Farmers in the western Sahel have achieved a remarkable success by deploying a secret weapon often overlooked in wealthier places: trees. Not planting trees. Growing them. Chris Reij, a Dutch environmental specialist at VU University Amsterdam who has worked on agricultural issues in the Sahel for thirty years, and other scientists who have studied the technique say that mixing trees and crops—a practice they have named “farmer-managed natural regeneration,” or FMNR, and that is known generally as agro-forestry—brings a range of benefits. The trees’ shade and bulk offer crops relief from the overwhelming heat and gusting winds. “In the past, farmers sometimes had to sow their fields three, four, or five times because wind-blown sand would cover or destroy seedlings,” said Reij, a silver-haired Dutchman with the zeal of a missionary. “With trees to buffer the wind and anchor the soil, farmers need sow only once.”

Leaves serve other purposes. After they fall to the ground, they act as mulch, boosting soil fertility; they also provide fodder for livestock in a season when little other food is available. In emergencies, people too can eat the leaves to avoid starvation.

The improved planting pits developed by Sawadogo and other simple water-harvesting techniques have enabled more water to infiltrate the soil.

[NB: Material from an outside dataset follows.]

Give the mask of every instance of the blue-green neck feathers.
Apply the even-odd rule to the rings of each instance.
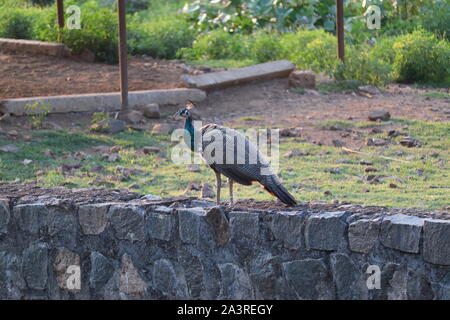
[[[192,124],[191,117],[186,118],[186,122],[184,123],[184,130],[189,132],[189,135],[190,135],[190,140],[185,139],[186,144],[192,151],[194,151],[195,150],[195,148],[194,148],[195,129],[194,129],[194,125]]]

Amazingly, underground water tables that plummeted after the droughts of the 1980s had now begun recharging. “In the 1980s, water tables on the Central Plateau of Burkina Faso were falling by an average of one meter a year,” Reij said. “Since FMNR and the water-harvesting techniques began to take hold in the late 1980s, water tables in many villages have risen by at least five meters, despite a growing population.”

Some analysts attributed the rise in water tables to an increase in rainfall that occurred beginning in 1994, Reij added, “but that doesn’t make sense—the water tables began rising well before that.” Studies have documented the same phenomenon in some villages in Niger, where extensive water-harvesting measures helped raise water tables by fifteen meters between the early 1990s and 2005.